Fundamentally, this is the same plot (even to the extent of referencing Maidenhead) as in Hangover Square, a later Patrick Hamilton book, although the outcomes are different (perhaps because the personality of the protagonist is different).
The setting feels authentic and the major characters are three-dimensional and vivid. I found myself telling Bob not to be such a sucker while at the same time understanding the dreadful inevitability of his trajectory so, while not empathising with him, I was treating him as though he were real. Surely that is the hallmark of great writing.
Selected quotes:
- "the feeling ... which the unthinkingly upright citizen cannot help experiencing when face to face with the delinquent ... which is partly curiosity and partly disgust." (Ch 6)
- "Providence has arranged that we may sometimes get what we want but never want what we get." (Ch 9)
- "Having, like most of us, a congenitally decimal mind, he always enjoyed his money most when the sum was exactly divisible by ten." (Ch 9)
- "Bob had been to sea, and his behaviour had been neither eccentric nor snobbish in foreign ports" (Ch 9) It is a very euphemistic way of saying that he had availed himself of the bars and brothels. I love the way that authors had to use euphemisms in those days.

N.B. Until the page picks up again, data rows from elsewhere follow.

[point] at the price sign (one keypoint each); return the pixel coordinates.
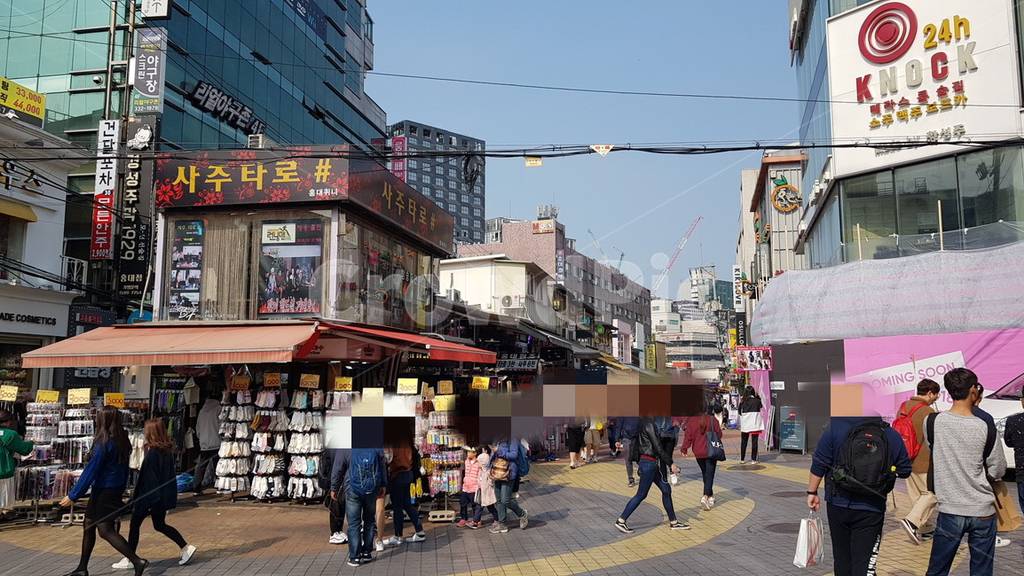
(78, 397)
(117, 400)
(240, 382)
(8, 394)
(47, 397)
(309, 381)
(409, 385)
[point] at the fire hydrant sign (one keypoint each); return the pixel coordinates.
(925, 75)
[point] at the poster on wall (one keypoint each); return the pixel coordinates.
(185, 276)
(291, 253)
(751, 359)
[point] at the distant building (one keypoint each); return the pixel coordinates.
(458, 184)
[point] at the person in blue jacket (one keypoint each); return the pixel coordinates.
(510, 451)
(107, 475)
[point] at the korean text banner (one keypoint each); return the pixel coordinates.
(252, 177)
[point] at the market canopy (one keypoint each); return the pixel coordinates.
(177, 344)
(434, 347)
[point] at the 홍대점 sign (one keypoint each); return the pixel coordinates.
(911, 74)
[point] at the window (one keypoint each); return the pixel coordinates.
(869, 205)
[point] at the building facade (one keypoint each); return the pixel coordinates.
(915, 188)
(609, 311)
(457, 184)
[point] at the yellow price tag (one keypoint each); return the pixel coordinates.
(409, 385)
(77, 397)
(8, 394)
(117, 400)
(309, 381)
(47, 397)
(343, 383)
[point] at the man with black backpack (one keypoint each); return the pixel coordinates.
(860, 458)
(964, 462)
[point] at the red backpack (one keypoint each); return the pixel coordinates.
(904, 425)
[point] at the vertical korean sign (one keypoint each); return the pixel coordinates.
(134, 247)
(147, 71)
(101, 241)
(399, 148)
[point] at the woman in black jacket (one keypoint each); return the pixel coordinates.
(648, 450)
(156, 492)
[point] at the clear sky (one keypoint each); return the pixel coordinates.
(638, 203)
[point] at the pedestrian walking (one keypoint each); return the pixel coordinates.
(964, 458)
(653, 459)
(401, 471)
(505, 470)
(1013, 436)
(860, 459)
(107, 475)
(485, 496)
(331, 459)
(574, 442)
(360, 480)
(751, 424)
(10, 443)
(628, 428)
(910, 423)
(156, 492)
(470, 485)
(695, 438)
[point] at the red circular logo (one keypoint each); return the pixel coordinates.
(888, 33)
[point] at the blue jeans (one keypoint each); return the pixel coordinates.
(503, 489)
(650, 474)
(949, 530)
(401, 502)
(360, 511)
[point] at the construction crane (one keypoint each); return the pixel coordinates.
(675, 255)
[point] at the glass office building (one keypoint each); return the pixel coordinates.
(297, 65)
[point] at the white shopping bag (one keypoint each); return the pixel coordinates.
(810, 544)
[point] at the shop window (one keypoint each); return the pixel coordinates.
(991, 186)
(869, 206)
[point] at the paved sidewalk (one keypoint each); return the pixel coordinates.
(751, 531)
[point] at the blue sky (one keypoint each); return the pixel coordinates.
(638, 203)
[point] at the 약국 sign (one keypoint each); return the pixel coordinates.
(101, 243)
(147, 71)
(904, 72)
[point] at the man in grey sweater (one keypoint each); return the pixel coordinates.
(967, 503)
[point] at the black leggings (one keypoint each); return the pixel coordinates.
(159, 524)
(107, 532)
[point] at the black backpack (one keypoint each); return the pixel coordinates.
(864, 465)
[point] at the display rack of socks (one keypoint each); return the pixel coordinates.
(305, 444)
(233, 464)
(269, 442)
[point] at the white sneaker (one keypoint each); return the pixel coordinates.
(186, 553)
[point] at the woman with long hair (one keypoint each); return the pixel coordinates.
(107, 475)
(156, 492)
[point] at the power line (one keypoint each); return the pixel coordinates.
(521, 85)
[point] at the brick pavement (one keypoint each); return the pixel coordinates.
(752, 531)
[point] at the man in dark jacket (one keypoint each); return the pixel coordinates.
(653, 459)
(854, 520)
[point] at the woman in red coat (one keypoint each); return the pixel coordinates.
(696, 439)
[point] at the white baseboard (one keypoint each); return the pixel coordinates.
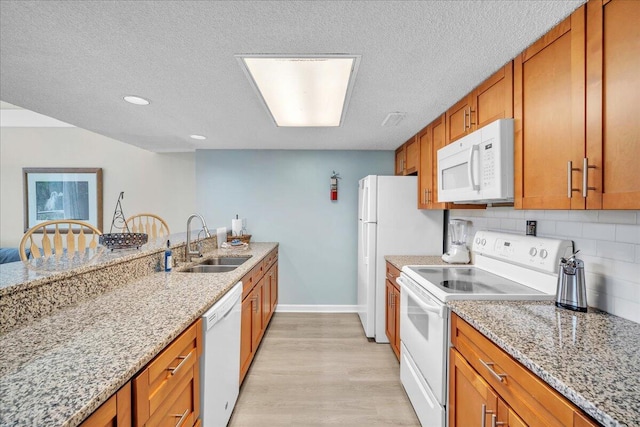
(302, 308)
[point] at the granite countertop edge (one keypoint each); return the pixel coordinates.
(199, 297)
(548, 377)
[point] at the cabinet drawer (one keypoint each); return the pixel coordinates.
(175, 365)
(181, 408)
(530, 397)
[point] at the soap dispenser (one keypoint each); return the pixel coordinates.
(571, 292)
(168, 257)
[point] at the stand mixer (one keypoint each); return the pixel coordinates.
(458, 251)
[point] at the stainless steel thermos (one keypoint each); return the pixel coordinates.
(571, 292)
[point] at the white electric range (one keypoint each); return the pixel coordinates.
(506, 267)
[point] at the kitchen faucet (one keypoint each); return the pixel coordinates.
(188, 252)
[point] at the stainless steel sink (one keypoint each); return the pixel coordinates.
(217, 265)
(225, 261)
(209, 269)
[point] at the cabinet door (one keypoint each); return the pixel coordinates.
(472, 402)
(425, 167)
(549, 105)
(115, 412)
(400, 160)
(493, 99)
(613, 91)
(246, 337)
(274, 287)
(458, 119)
(266, 299)
(256, 316)
(411, 149)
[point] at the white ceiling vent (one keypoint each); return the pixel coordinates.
(393, 119)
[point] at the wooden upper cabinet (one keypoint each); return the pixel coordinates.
(457, 119)
(400, 160)
(490, 101)
(549, 106)
(407, 157)
(411, 150)
(493, 99)
(613, 91)
(430, 139)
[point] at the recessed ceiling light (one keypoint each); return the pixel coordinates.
(393, 119)
(136, 100)
(303, 90)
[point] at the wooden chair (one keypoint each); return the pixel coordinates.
(77, 234)
(150, 224)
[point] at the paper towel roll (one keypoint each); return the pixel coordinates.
(236, 227)
(221, 234)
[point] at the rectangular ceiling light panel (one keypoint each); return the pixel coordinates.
(303, 90)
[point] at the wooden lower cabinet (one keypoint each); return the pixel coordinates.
(477, 373)
(260, 297)
(167, 391)
(392, 312)
(115, 412)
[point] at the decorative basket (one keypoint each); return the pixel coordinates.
(245, 238)
(123, 240)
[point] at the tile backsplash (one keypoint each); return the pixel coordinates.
(609, 244)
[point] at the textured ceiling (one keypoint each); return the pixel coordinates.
(74, 61)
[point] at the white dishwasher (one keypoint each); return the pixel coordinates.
(220, 362)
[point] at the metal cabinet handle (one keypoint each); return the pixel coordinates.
(495, 422)
(176, 368)
(489, 366)
(570, 188)
(485, 411)
(464, 121)
(183, 417)
(585, 172)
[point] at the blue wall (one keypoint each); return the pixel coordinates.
(284, 195)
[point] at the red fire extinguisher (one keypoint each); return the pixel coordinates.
(334, 185)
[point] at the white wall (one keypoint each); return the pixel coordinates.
(163, 184)
(609, 244)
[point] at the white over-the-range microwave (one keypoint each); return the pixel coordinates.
(478, 168)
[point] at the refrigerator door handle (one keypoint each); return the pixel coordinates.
(365, 202)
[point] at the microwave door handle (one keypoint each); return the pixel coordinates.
(470, 170)
(426, 307)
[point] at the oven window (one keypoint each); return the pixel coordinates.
(418, 317)
(455, 177)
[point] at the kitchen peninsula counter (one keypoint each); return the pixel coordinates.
(57, 369)
(592, 358)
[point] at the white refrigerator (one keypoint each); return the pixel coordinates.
(390, 223)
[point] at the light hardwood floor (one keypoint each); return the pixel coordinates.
(319, 369)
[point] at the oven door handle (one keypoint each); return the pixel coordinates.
(420, 301)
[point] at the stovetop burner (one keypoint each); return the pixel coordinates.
(469, 280)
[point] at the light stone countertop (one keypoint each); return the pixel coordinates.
(400, 261)
(56, 370)
(16, 276)
(592, 358)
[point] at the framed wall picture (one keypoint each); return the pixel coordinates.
(62, 193)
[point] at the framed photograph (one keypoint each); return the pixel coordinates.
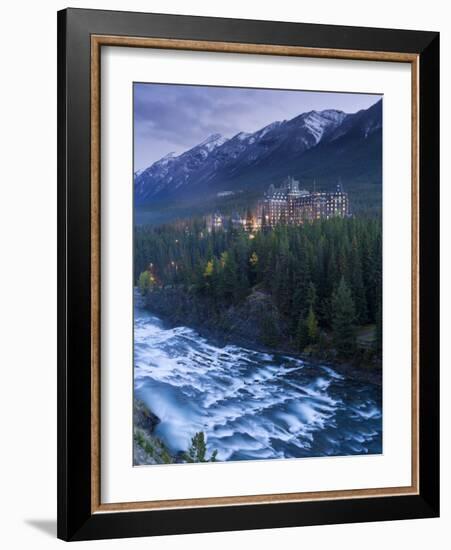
(248, 274)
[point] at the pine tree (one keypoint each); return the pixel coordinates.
(144, 282)
(343, 319)
(312, 327)
(302, 338)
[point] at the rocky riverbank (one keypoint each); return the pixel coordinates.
(147, 449)
(247, 325)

- "He wore an expensive, shapely grey overcoat - rather too shapely; and he had large, handsome features - rather too large and handsome. His eyes were fine and blue. His voice was rich, deep, patrician - authentically beautiful. With all this there was an elusive shabbiness and meretriciousness about the man. In a word - an actor." (Ch 14)

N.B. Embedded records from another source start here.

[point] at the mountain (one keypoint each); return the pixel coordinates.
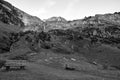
(94, 39)
(14, 16)
(56, 19)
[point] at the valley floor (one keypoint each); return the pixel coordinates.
(35, 71)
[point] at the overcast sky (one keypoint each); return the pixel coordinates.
(69, 9)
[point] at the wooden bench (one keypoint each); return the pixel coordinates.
(15, 64)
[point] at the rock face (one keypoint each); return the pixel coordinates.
(95, 37)
(56, 19)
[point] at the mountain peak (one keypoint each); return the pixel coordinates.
(56, 19)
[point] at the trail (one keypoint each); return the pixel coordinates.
(64, 74)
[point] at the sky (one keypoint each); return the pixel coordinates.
(69, 9)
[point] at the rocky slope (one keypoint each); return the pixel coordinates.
(97, 37)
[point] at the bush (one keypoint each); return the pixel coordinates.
(2, 62)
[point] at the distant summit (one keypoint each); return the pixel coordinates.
(14, 16)
(56, 19)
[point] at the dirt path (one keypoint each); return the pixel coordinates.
(38, 68)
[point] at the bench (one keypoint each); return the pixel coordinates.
(15, 64)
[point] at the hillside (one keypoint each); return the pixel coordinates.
(89, 46)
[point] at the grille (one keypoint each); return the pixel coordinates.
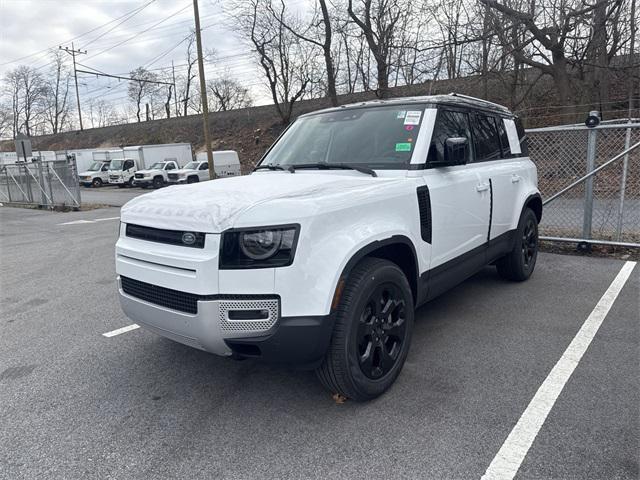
(270, 306)
(172, 237)
(165, 297)
(424, 205)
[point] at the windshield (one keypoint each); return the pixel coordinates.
(375, 137)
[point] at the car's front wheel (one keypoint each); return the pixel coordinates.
(518, 264)
(372, 333)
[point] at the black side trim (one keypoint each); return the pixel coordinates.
(424, 205)
(299, 341)
(443, 277)
(490, 209)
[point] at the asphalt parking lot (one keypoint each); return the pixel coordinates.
(77, 404)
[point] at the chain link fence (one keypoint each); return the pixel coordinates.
(43, 183)
(603, 203)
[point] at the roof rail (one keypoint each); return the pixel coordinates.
(453, 94)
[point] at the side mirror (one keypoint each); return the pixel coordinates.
(455, 150)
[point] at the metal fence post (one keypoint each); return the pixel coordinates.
(53, 200)
(588, 184)
(6, 176)
(623, 183)
(43, 197)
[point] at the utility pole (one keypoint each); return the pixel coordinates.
(175, 90)
(203, 93)
(73, 52)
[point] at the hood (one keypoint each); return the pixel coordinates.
(214, 206)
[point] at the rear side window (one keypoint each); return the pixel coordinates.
(449, 124)
(522, 137)
(486, 136)
(504, 140)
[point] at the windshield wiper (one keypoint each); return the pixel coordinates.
(336, 166)
(272, 167)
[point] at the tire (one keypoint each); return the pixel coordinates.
(158, 182)
(518, 265)
(367, 350)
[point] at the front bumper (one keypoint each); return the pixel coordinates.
(216, 327)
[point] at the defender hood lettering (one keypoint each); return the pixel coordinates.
(214, 206)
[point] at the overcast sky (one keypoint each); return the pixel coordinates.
(29, 28)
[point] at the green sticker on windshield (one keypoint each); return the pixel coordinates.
(403, 147)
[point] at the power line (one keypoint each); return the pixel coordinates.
(70, 40)
(117, 25)
(138, 34)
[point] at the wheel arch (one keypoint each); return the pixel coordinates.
(534, 202)
(397, 249)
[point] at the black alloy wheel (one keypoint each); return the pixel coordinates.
(382, 329)
(372, 331)
(519, 263)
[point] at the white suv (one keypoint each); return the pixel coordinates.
(156, 175)
(353, 218)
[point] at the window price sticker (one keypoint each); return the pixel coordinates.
(412, 117)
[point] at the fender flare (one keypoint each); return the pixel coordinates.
(366, 251)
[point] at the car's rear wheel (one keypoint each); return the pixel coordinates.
(372, 333)
(518, 265)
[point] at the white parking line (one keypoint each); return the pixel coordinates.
(119, 331)
(78, 222)
(506, 463)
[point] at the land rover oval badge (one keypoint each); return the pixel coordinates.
(188, 238)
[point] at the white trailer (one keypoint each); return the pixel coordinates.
(225, 162)
(150, 154)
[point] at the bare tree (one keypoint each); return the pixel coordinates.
(56, 94)
(279, 54)
(319, 32)
(378, 20)
(228, 94)
(140, 88)
(24, 85)
(101, 113)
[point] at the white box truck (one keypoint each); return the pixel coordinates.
(143, 157)
(225, 162)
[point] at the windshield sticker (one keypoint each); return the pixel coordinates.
(412, 117)
(403, 147)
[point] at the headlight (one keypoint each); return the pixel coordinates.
(258, 247)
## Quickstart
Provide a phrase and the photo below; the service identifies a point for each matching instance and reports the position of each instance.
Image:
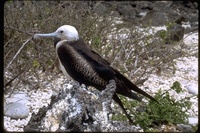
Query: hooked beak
(54, 35)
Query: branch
(17, 53)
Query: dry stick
(17, 53)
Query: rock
(193, 89)
(184, 128)
(19, 97)
(16, 110)
(127, 11)
(77, 109)
(155, 18)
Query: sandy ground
(186, 74)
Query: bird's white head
(65, 32)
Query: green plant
(168, 111)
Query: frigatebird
(80, 63)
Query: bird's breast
(76, 67)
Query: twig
(17, 53)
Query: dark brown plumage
(84, 65)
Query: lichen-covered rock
(16, 110)
(77, 109)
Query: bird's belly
(65, 72)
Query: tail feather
(128, 86)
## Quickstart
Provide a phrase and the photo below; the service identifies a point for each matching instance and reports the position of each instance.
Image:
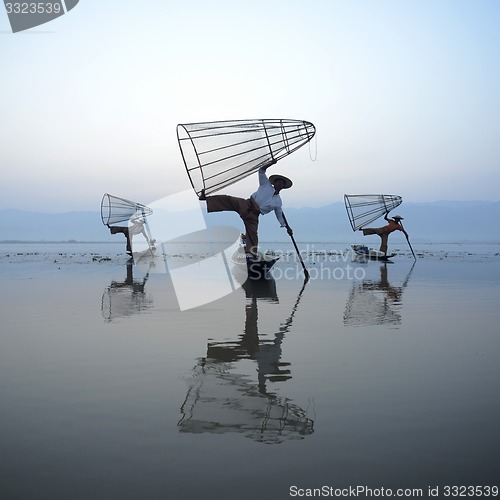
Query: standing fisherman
(263, 201)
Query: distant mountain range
(444, 221)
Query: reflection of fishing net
(115, 210)
(365, 208)
(220, 401)
(217, 154)
(371, 304)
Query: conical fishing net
(218, 154)
(115, 210)
(365, 208)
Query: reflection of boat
(362, 252)
(222, 397)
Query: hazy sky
(404, 95)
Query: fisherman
(385, 231)
(266, 198)
(137, 227)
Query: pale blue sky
(404, 96)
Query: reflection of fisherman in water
(220, 400)
(124, 298)
(375, 302)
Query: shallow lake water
(368, 375)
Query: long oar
(306, 272)
(408, 240)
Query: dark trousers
(248, 210)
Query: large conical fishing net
(115, 210)
(218, 154)
(365, 208)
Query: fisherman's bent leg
(251, 227)
(225, 203)
(384, 237)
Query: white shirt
(266, 199)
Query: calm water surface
(370, 374)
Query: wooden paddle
(306, 272)
(408, 240)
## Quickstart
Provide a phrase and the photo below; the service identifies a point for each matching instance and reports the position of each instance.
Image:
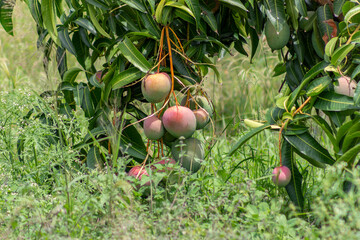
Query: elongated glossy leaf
(293, 13)
(350, 155)
(66, 41)
(136, 4)
(194, 6)
(351, 13)
(95, 22)
(234, 3)
(98, 3)
(93, 158)
(208, 39)
(35, 9)
(276, 14)
(246, 137)
(350, 140)
(48, 15)
(315, 70)
(338, 4)
(83, 22)
(357, 94)
(318, 85)
(325, 127)
(132, 54)
(340, 53)
(151, 25)
(132, 143)
(126, 77)
(209, 18)
(254, 42)
(301, 6)
(294, 188)
(331, 101)
(71, 74)
(310, 149)
(323, 14)
(330, 46)
(6, 10)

- "God did not strike Prunella dead. (He never does this.) So Bob supposed she was speaking the truth. It also occurred to him that God, by diverse methods, had probably stricken Prunella enough already." (Ch 40)
- "The awful belligerence of the poor was to be heard." (Ch 42)

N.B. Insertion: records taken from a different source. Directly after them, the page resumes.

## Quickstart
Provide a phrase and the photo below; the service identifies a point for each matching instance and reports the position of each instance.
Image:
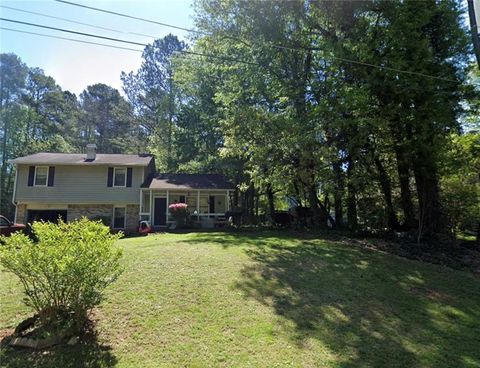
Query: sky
(74, 66)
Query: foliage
(68, 268)
(460, 185)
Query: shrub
(66, 270)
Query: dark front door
(160, 212)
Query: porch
(207, 207)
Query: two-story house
(119, 189)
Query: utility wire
(73, 32)
(372, 65)
(297, 49)
(74, 21)
(70, 39)
(223, 58)
(130, 16)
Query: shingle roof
(44, 158)
(187, 181)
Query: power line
(130, 16)
(223, 58)
(74, 21)
(70, 39)
(73, 32)
(372, 65)
(297, 49)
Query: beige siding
(78, 185)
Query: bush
(67, 270)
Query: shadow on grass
(370, 309)
(87, 353)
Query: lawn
(268, 300)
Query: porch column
(151, 208)
(198, 203)
(167, 208)
(141, 202)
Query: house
(119, 189)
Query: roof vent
(91, 151)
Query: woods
(362, 113)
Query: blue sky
(74, 65)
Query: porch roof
(187, 181)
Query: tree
(12, 84)
(106, 120)
(155, 98)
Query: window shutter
(51, 176)
(211, 204)
(31, 175)
(110, 177)
(129, 177)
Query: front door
(160, 212)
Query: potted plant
(179, 213)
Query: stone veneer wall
(21, 213)
(104, 211)
(90, 211)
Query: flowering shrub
(179, 212)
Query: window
(119, 177)
(41, 176)
(4, 221)
(119, 217)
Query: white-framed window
(119, 217)
(41, 176)
(119, 177)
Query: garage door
(46, 215)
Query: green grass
(269, 300)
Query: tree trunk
(403, 169)
(338, 194)
(430, 214)
(386, 187)
(351, 198)
(313, 199)
(474, 30)
(271, 202)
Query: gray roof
(44, 158)
(187, 181)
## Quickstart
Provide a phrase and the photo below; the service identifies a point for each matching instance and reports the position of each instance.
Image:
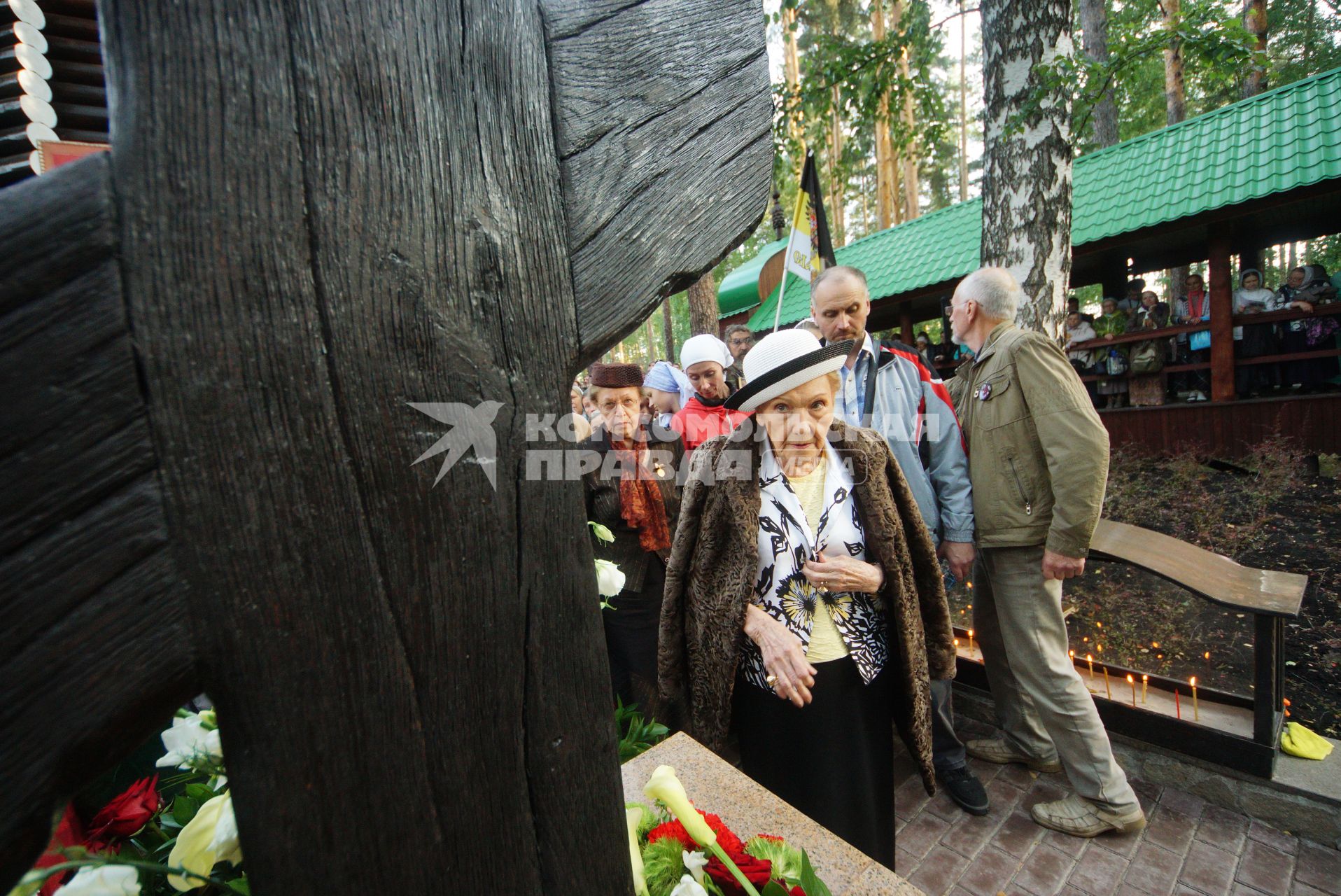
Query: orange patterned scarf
(640, 498)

- "'Cooshay avec ma sirswar!' said Jenny. 'That's French! ... It means 'Where are you goin', deary?' 'No,' said Bob, 'not literally'." (Ch 43) I first heard the phrase 'voulez vous coucher avec moi, ce soir' on 'Lady Marmalade' the 1974 hit for LaBelle. I hadn't realised it was extant so much earlier! The Midnight Bell was published in 1929.
- "The glazed blue eyes of a carefree kleptomaniac." (Ch 44)
This book is the first in a trilogy called Twenty Thousand Streets Under The Sky. It is followed by The Siege of Pleasure, and The Plains of Cement.